Ryan Kidd comments on The Field of AI Alignment: A Postmortem, and What To Do About It

Ryan Kidd 27 Dec 2024 20:26 UTC
11 points
0
Some caveats:
- A crucial part of the “hodge-podge alignment feedback loop” is “propose new candidate solutions, often grounded in theoretical models.” I don’t want to entirely focus on empirically fleshing out existing research directions to the exclusion of proposing new candidate directions. However, it seems that, often, new on-paradigm research directions emerge in the process of iterating on old ones!
- “Playing theoretical builder-breaker” is an important skill and I think this should be taught more widely. “Iterators,” as I conceive of them, are capable of playing this game well, in addition to empirically testing these theoretical insights against reality. John, to his credit, did a great job of emphasizing the importance of this skill with his MATS workshops on the alignment game tree and similar.

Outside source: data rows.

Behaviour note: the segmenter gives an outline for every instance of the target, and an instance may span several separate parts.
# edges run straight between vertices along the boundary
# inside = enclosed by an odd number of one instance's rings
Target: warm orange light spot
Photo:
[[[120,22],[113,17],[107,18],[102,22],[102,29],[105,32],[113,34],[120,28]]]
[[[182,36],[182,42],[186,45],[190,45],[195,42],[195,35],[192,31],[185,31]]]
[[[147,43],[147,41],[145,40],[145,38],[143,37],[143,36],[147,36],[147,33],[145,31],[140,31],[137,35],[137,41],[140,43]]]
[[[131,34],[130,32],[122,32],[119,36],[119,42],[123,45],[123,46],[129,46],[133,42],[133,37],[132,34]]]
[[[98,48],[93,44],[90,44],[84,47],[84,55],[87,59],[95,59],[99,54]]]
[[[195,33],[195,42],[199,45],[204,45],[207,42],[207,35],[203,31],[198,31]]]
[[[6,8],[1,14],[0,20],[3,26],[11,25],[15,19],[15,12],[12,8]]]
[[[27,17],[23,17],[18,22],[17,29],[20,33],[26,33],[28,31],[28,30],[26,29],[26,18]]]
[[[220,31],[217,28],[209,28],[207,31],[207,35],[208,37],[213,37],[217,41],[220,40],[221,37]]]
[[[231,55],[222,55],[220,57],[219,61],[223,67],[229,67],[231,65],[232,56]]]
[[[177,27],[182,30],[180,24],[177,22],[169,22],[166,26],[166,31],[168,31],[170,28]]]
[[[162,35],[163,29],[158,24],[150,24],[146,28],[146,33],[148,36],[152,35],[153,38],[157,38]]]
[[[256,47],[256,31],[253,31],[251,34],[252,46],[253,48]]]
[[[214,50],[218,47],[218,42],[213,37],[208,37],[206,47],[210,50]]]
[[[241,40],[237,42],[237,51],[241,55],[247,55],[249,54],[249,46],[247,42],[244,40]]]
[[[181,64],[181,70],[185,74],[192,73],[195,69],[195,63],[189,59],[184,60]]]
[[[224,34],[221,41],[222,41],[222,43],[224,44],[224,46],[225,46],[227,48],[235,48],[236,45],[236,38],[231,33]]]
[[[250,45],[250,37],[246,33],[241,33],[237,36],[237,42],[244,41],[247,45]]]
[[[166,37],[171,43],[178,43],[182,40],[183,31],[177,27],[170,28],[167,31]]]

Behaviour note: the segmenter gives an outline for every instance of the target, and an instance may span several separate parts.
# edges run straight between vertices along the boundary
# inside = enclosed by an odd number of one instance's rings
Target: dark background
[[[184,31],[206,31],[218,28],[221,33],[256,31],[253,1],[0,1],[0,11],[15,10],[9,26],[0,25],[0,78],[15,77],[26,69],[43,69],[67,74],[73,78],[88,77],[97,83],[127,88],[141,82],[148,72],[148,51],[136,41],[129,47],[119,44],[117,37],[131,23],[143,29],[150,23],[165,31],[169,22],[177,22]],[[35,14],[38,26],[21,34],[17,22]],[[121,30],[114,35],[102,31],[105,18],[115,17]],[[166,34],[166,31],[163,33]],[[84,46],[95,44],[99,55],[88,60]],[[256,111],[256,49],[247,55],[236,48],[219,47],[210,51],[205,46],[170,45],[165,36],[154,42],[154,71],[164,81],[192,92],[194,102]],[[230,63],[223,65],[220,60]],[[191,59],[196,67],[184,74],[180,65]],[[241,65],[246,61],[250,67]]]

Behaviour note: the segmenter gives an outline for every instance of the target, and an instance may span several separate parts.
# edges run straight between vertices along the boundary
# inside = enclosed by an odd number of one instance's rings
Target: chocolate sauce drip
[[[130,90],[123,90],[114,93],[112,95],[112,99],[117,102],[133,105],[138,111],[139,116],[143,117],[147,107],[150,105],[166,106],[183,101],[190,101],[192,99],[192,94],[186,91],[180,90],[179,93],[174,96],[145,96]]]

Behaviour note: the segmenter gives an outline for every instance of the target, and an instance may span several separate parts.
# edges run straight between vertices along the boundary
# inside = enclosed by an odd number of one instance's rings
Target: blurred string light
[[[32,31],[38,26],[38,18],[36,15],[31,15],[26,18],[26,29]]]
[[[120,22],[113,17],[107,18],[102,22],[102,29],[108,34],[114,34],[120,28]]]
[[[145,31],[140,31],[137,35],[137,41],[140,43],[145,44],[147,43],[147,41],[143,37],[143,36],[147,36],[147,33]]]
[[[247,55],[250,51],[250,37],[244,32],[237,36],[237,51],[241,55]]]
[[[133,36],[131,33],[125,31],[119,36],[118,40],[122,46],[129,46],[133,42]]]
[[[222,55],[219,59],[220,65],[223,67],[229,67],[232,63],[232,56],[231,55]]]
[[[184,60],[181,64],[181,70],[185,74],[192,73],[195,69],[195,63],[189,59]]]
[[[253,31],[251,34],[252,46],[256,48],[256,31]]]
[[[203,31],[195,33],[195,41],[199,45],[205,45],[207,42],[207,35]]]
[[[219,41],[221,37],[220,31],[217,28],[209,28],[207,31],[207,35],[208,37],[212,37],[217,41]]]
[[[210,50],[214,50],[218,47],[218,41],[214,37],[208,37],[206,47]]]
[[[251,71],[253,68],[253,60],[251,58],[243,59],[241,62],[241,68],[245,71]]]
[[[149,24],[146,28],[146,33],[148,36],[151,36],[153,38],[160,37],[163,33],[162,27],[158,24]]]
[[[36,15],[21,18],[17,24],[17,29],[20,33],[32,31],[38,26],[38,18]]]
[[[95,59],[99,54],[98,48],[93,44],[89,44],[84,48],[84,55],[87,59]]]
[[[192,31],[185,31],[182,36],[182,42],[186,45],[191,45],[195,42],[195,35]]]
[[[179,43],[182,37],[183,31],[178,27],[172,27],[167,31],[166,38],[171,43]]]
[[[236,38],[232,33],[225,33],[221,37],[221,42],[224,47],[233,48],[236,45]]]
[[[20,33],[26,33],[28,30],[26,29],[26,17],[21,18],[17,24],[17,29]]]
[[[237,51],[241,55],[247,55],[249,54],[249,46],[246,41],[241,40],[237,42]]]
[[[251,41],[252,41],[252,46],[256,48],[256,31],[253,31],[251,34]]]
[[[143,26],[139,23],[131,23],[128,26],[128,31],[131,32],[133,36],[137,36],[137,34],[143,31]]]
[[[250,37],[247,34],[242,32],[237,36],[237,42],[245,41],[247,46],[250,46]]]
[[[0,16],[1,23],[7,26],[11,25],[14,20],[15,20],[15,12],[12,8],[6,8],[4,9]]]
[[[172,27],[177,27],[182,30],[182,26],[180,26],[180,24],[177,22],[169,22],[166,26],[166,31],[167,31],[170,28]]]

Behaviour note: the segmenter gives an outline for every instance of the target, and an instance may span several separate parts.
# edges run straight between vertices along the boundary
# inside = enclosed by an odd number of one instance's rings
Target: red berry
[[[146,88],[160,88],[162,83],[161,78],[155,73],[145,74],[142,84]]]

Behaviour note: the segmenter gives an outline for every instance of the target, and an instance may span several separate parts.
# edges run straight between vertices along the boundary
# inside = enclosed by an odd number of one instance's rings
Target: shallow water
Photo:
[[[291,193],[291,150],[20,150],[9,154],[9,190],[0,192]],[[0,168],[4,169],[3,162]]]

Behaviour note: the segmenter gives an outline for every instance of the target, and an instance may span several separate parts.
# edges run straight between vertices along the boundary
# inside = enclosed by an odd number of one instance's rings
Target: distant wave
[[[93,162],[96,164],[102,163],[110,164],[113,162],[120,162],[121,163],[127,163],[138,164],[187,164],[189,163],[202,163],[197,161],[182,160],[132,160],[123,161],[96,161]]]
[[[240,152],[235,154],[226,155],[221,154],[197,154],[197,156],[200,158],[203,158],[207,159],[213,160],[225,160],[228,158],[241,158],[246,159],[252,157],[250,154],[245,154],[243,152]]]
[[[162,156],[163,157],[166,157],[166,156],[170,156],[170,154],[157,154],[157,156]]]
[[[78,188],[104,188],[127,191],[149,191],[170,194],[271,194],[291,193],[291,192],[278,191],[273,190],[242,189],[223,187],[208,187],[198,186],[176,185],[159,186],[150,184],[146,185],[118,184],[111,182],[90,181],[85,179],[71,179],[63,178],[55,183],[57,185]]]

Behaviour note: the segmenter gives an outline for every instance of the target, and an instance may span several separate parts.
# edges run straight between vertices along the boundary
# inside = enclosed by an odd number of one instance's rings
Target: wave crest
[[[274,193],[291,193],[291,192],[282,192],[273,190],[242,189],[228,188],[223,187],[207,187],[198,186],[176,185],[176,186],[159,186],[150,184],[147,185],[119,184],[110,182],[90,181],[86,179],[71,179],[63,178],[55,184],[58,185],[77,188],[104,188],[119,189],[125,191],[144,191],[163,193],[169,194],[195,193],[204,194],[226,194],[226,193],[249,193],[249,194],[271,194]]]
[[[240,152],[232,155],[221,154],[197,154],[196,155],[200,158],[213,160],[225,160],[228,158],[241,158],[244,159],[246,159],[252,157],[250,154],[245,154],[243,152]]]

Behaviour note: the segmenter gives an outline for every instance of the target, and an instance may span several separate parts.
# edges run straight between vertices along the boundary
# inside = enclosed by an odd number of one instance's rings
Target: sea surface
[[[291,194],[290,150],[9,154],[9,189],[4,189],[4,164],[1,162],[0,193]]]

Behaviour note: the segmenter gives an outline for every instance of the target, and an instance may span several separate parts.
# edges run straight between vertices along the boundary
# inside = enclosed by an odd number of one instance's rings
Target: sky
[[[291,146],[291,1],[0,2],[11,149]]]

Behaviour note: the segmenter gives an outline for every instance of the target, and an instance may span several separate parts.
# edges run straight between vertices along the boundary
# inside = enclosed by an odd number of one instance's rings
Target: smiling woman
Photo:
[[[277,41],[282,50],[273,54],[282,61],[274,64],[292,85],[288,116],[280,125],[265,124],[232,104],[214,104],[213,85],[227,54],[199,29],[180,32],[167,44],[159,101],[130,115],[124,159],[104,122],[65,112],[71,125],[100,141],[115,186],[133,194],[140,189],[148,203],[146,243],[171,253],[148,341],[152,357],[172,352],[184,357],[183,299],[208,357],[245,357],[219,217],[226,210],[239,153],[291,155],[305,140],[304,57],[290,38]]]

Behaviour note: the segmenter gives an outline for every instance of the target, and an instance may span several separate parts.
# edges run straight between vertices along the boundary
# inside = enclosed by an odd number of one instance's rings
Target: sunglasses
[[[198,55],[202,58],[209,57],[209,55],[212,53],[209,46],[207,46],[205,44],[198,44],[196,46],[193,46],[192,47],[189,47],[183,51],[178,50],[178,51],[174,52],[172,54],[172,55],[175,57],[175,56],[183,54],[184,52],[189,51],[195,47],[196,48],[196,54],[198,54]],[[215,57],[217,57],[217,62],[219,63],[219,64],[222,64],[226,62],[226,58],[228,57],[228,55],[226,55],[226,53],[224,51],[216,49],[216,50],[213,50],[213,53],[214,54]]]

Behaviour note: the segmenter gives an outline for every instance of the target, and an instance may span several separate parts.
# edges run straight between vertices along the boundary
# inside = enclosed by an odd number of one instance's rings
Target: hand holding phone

- I don’t want to entirely trust in alignments MVPs, so I strongly support empirical research that aims to show the failure modes of this meta-strategy. I additionally support the creation of novel strategic paradigms, though I think this is quite hard. IMO, our best paradigm-level insights as a field largely come from interdisciplinary knowledge transfer (e.g., from economics, game theory, evolutionary biology, physics), not raw-g ideas from the best physics postdocs. Though I wouldn’t turn away a chance to create more von Neumann’s, of course!